Means and measures employed in force protection that do not involve the use of force will in many cases not require a legal basis because they do not infringe other persons’ rights. For operations not involving participation in an armed conflict, the scope for employing force protection will either be defined by the State itself for its own military forces or in the case of military forces operating in support of another State, in the agreement between the host nation and the military forces present on how to effectuate the mandate for the operation.284 During an armed conflict, force protection that results in the destruction of enemy property will be lawful provided it is “imperatively demanded by the necessities of war”.285 The use of force related to force protection, as in the case of someone who tries to destroy the gate to a camp or who fails to respect a warning zone, will have to comply with loac or personal self-defence as applicable.
8.4 Conclusions on the Relevance of Self-Defence as a Legal Basis for Use of Force during Armed Conflict Operations
“War is by definition a risky and hazardous business”.286 This was stressed in the so-called Krupp case before the Nuremberg Military Tribunals and still holds true today. Beyond armed conflicts, the acceptable risk to military forces is low, and an attack on military forces is likely to be considered a threat to the State, permitting the use of force in State self-defence to the extent that is necessary and proportionate under the circumstances. During armed conflicts, however, military forces must accept a certain degree of risk as part of their work, and they cannot set aside the governing legal regime as a result of any risk to their lives. As the judgement in the Krupp case made clear, the rules and customs of land warfare “are designed specifically for all phases of war. They comprise the law for such emergency. To claim that they can be wantonly – and at the sole discretion of anyone belligerent – disregarded when he considers his own situation to be critical, means nothing more or less than to abrogate the laws and customs of war entirely”.287 loac is designed specifically for the situations that military forces may face when participating in an armed conflict, and the scope for setting this legal regime aside in order to defend oneself, is accordingly limited. The need for setting certain rules aside due to the necessities caused by an armed conflict is the justification for the existence of loac.

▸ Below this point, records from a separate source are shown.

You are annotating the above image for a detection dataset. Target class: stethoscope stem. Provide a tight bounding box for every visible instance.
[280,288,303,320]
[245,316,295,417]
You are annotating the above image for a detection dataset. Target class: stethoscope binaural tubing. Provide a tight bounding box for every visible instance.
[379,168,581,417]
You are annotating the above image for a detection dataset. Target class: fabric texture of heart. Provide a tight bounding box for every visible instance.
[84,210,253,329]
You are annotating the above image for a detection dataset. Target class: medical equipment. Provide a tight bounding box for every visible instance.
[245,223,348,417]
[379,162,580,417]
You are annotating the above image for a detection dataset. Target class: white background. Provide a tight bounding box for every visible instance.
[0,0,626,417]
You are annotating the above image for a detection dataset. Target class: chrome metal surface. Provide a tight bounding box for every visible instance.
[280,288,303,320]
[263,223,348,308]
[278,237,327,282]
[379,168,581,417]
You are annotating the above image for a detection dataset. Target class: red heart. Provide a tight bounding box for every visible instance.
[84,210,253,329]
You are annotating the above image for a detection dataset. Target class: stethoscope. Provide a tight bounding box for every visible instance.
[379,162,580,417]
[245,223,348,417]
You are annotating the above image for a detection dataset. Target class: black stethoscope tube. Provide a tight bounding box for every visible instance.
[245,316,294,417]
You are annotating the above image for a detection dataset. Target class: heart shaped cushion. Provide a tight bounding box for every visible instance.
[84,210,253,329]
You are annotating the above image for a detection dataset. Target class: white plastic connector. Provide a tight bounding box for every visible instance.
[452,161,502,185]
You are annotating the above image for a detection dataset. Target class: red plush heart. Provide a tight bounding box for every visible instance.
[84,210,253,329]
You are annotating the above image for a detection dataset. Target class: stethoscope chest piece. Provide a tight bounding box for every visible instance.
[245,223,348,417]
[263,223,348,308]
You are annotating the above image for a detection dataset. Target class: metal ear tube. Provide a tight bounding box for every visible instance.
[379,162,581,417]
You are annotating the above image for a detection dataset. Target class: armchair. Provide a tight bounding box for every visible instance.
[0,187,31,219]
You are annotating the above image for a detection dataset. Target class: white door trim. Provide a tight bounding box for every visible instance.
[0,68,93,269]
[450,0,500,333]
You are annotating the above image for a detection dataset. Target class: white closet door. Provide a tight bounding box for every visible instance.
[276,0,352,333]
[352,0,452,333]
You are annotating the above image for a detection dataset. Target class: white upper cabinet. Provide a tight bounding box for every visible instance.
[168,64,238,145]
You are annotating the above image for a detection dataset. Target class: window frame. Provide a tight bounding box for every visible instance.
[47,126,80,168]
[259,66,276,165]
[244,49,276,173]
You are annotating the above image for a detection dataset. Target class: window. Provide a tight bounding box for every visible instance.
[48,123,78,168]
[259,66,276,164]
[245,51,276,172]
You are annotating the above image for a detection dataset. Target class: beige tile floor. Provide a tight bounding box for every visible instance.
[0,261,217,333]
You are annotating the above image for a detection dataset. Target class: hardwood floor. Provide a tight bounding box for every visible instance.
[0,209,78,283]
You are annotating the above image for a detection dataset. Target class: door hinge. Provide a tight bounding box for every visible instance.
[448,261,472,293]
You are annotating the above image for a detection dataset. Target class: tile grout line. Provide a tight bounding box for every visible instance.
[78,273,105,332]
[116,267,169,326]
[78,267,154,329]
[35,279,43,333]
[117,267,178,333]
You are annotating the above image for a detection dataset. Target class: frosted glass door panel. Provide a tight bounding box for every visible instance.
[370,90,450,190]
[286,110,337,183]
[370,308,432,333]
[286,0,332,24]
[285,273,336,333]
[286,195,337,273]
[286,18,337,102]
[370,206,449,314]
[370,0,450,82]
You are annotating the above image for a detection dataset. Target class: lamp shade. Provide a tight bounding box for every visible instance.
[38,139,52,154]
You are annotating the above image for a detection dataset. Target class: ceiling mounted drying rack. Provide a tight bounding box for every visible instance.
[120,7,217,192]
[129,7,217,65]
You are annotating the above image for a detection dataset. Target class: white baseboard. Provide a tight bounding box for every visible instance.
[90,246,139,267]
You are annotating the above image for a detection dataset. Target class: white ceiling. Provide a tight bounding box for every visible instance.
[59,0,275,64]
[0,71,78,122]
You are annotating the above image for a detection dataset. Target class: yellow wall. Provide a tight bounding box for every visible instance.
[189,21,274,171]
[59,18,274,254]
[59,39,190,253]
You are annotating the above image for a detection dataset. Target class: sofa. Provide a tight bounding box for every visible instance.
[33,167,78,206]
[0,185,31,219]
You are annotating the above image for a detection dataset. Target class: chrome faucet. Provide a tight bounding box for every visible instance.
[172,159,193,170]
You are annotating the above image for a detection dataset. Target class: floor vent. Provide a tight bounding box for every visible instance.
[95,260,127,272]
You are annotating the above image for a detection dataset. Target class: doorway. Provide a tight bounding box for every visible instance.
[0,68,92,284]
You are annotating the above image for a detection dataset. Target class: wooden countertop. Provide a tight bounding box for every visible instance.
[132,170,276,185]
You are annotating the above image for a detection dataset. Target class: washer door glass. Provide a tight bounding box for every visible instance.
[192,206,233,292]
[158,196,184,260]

As a result, the justification of necessity only applies to the extent permitted by this lex specialis legal regime, namely in the form of military necessity, and the scope for relying on necessity to set further rules aside in self-defence must be narrowly construed.
Because the primary legal basis for the use of force during an armed conflict will be loac, self-defence should only be relied upon in the limited circumstances where loac is insufficient and the more restrictive requirements of personal self-defence are met. This was emphasised by the icty Trial Chamber in the Gotovina case. When examining the legality of the use of force against another person in an armed conflict, the Court should first establish the status of the victims. If they were not taking a direct part in hostilities, the next question would be whether the victims had carried out an immediate illegitimate attack on the perpetrator, and whether the response was proportionate.288
As explained in detail in Section 8.2, the generally recognised criteria for personal self-defence entail that self-defence by its nature is unsuitable as a legal basis for the use of force during military operations. The same conclusion is reached by Hans Boddens Hosang who points out that self-defence “may be a controversial basis on which to plan and carry out premeditated military operations to achieve political or strategic objectives”.289 During armed conflict, military forces may mainly rely on personal self-defence in the context of civilians threatening them in a way which is not perceived as amounting to direct participation in hostilities.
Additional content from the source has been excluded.